A new audit by Nassau Comptroller George Maragos

A new audit by Nassau Comptroller George Maragos found the county's Office of Consumer Affairs failed to inspect and license local businesses, costing the county nearly $3 million in potential revenue. Maragos, a Democrat running for county executive, is shown on Wednesday, Aug. 23, 2017. Credit: Howard Schnapp

Nassau’s Office of Consumer Affairs failed to inspect and license local businesses, costing the county nearly $3 million in potential revenue, according to a new audit by County Comptroller George Maragos.

The report contends that Consumer Affairs has poor internal controls and oversight to reduce waste and fraud and is underfunded, with staffing down from 33 employees in 2012 to 25 at the end of 2016.

“Consumer Affairs is deficient in its mission to protect residents through adequate inspections of business establishments and to collect fees and fines,” said Maragos, a Democrat running for county executive. “It would seem that nothing less than a complete overhaul of the department’s control processes would be required to improve efficiency, strengthen enforcement and instill public confidence.”

In an unsigned response to the audit, Consumer Affairs called Maragos’ findings “erroneous” and insisted the department complied with all laws.

“Even with the limitations imposed by staffing, computer software of limited utility and difficulties with supervisors, every consumer compliant received by the office . . . was investigated,” the response said.

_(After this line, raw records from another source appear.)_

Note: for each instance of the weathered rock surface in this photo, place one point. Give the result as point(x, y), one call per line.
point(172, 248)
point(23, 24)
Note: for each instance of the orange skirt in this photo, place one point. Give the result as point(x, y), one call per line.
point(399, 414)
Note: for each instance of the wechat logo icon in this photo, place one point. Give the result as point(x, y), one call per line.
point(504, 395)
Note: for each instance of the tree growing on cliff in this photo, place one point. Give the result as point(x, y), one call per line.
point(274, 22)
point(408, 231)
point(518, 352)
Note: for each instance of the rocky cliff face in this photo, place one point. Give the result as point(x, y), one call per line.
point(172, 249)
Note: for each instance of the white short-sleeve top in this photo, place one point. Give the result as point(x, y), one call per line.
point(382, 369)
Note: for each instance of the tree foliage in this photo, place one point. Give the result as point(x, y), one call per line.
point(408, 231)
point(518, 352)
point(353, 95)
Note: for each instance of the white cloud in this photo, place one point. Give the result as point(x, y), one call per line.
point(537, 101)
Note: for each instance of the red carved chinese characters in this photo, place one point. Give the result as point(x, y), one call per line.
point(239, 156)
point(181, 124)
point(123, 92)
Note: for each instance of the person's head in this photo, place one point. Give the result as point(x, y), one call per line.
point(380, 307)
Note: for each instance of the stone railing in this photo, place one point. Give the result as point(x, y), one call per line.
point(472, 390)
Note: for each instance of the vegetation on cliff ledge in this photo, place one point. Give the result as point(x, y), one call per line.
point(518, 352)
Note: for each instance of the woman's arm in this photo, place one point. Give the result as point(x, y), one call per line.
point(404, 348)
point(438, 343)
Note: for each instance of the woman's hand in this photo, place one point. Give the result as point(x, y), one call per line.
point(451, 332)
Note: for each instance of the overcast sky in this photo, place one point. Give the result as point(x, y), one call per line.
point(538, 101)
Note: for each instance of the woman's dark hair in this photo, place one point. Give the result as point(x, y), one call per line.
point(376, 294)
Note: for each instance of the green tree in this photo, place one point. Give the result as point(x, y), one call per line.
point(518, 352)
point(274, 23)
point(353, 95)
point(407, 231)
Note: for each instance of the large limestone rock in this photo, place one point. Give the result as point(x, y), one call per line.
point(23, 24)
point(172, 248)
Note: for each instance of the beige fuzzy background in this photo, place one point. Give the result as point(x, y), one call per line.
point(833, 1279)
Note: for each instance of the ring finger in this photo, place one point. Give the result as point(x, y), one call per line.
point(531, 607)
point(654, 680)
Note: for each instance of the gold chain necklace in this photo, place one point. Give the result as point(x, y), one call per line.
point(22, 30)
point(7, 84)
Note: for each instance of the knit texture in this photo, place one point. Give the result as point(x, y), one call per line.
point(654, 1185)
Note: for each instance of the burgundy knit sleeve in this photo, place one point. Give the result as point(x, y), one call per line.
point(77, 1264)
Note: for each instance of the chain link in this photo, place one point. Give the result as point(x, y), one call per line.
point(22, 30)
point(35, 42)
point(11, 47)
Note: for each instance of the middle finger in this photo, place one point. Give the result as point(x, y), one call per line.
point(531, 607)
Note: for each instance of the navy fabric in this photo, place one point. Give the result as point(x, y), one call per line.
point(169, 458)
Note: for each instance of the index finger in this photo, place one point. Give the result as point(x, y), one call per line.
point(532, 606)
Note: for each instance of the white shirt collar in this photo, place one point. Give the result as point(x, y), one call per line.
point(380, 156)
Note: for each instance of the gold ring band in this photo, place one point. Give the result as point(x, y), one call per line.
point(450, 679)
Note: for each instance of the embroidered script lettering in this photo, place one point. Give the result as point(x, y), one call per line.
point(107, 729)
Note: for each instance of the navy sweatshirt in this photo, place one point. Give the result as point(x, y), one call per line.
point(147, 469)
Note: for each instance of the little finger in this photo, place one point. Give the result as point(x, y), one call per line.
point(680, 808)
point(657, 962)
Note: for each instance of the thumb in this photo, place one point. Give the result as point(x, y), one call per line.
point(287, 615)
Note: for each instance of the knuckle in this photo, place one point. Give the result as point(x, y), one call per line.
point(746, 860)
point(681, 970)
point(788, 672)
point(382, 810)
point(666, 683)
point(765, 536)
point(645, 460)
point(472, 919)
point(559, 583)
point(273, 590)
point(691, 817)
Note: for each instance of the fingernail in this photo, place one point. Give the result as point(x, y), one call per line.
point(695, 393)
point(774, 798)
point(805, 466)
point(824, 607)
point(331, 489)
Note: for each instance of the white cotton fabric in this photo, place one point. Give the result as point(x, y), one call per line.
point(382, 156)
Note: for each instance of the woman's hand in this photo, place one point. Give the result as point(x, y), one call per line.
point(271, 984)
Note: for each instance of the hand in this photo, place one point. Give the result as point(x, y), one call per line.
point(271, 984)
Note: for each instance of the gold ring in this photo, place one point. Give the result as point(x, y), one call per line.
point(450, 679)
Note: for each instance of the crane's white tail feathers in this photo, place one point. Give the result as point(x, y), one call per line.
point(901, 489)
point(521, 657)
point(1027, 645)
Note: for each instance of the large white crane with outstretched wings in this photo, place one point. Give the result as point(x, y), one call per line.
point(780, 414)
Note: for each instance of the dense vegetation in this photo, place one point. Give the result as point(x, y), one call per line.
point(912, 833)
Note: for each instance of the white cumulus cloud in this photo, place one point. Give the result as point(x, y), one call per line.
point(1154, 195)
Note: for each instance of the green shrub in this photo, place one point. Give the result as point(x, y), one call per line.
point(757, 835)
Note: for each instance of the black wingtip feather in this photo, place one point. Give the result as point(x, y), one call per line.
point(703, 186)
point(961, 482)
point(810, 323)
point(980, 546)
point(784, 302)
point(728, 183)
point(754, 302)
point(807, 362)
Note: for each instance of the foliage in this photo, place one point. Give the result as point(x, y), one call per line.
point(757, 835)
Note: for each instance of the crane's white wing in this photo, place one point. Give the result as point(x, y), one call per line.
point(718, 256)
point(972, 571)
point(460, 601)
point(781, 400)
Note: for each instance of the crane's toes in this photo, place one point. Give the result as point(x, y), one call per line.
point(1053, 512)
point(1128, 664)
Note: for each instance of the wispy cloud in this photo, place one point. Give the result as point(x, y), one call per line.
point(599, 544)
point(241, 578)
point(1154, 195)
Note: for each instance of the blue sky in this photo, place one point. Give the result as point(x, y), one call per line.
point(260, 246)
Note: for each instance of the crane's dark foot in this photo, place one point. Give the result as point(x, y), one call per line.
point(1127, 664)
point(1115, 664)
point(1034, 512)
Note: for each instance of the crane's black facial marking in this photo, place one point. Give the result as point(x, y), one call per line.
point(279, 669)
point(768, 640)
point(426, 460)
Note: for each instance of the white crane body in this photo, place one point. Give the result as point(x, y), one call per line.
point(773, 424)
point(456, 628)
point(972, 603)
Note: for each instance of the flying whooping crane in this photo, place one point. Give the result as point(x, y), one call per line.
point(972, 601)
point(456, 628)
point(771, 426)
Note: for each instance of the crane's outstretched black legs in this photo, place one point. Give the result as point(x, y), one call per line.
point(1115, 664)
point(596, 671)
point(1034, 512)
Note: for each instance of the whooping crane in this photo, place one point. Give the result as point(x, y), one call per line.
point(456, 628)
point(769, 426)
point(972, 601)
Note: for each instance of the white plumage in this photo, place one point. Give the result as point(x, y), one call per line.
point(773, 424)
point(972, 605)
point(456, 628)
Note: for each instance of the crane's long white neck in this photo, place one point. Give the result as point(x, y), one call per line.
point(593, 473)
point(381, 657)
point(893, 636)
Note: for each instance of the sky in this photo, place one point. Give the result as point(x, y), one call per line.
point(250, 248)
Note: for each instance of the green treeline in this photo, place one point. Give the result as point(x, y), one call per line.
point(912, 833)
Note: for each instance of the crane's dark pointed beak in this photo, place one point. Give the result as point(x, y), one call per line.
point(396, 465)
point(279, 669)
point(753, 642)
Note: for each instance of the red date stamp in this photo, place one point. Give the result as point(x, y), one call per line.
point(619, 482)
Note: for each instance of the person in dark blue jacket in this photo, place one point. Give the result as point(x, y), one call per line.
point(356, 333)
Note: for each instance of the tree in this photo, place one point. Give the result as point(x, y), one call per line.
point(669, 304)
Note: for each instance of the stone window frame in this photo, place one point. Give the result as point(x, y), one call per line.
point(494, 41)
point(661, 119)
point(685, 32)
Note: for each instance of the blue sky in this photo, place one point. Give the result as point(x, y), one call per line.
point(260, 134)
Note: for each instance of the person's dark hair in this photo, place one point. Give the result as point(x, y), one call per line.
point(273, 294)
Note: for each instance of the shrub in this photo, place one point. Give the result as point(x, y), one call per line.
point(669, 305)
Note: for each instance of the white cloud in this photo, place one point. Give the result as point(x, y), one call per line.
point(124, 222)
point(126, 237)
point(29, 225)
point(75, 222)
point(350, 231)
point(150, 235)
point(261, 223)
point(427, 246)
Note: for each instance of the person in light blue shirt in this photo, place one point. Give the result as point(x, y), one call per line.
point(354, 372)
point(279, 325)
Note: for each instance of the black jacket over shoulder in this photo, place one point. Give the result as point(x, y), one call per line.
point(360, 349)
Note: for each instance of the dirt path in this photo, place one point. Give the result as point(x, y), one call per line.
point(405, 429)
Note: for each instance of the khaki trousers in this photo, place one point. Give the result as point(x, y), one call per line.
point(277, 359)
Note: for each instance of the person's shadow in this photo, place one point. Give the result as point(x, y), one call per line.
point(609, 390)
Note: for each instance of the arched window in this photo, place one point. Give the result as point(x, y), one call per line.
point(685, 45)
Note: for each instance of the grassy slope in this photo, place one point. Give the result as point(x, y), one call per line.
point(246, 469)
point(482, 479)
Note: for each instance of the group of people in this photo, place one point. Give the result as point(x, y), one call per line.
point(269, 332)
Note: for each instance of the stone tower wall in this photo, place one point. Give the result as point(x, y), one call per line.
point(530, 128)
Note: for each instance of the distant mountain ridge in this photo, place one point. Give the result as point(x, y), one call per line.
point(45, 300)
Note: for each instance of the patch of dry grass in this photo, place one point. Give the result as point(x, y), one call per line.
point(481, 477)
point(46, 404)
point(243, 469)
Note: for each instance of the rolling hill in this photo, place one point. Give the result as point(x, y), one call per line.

Auditors estimate the department failed to collect $2.9 million in potential fines and fees from Jan. 1, 2103 through Dec. 31, 2015. Consumer Affairs generated $5 million in revenue in 2015 and enforces 28 local laws.

Maragos said 12 major businesses, with a combined 72 locations, had failed to apply for a waiver that would allow them to avoid the expense of individually pricing every item for sale, costing the county $1.5 million in potential revenue.

But department officials said Maragos’ revenue number was inflated as not all businesses would seek the voluntary waiver.

The report identified a combined $1.34 million in revenue that is at risk because of invoices that could not be substantiated or past violations that appear to be unresolved.

Consumer Affairs Commissioner Madalyn Farley said she “will review [Maragos’] findings and respond accordingly.”

Auditors found that 76 of 95 businesses randomly identified through online searches — dry cleaners, laundries, locksmiths, scrap metal processors and storage warehouses — had not been properly licensed by Consumer Affairs, costing the county $36,000 in revenue.

The department is expected to begin licensing pet groomers and health clubs later this year but auditors suggested that the department “will be unable to enforce and collect” those fees because of staffing.

The review also found 15 percent of businesses using weights and measuring devices, such as supermarkets and gas stations, visited by auditors had not received mandatory inspections to ensure their equipment was accurate.

Consumer Affairs also failed to fingerprint home improvement contractors as required in the county’s code. But the department contends that finger printing is the responsibility of the police department and that Nassau’s provision could violate superseding state law.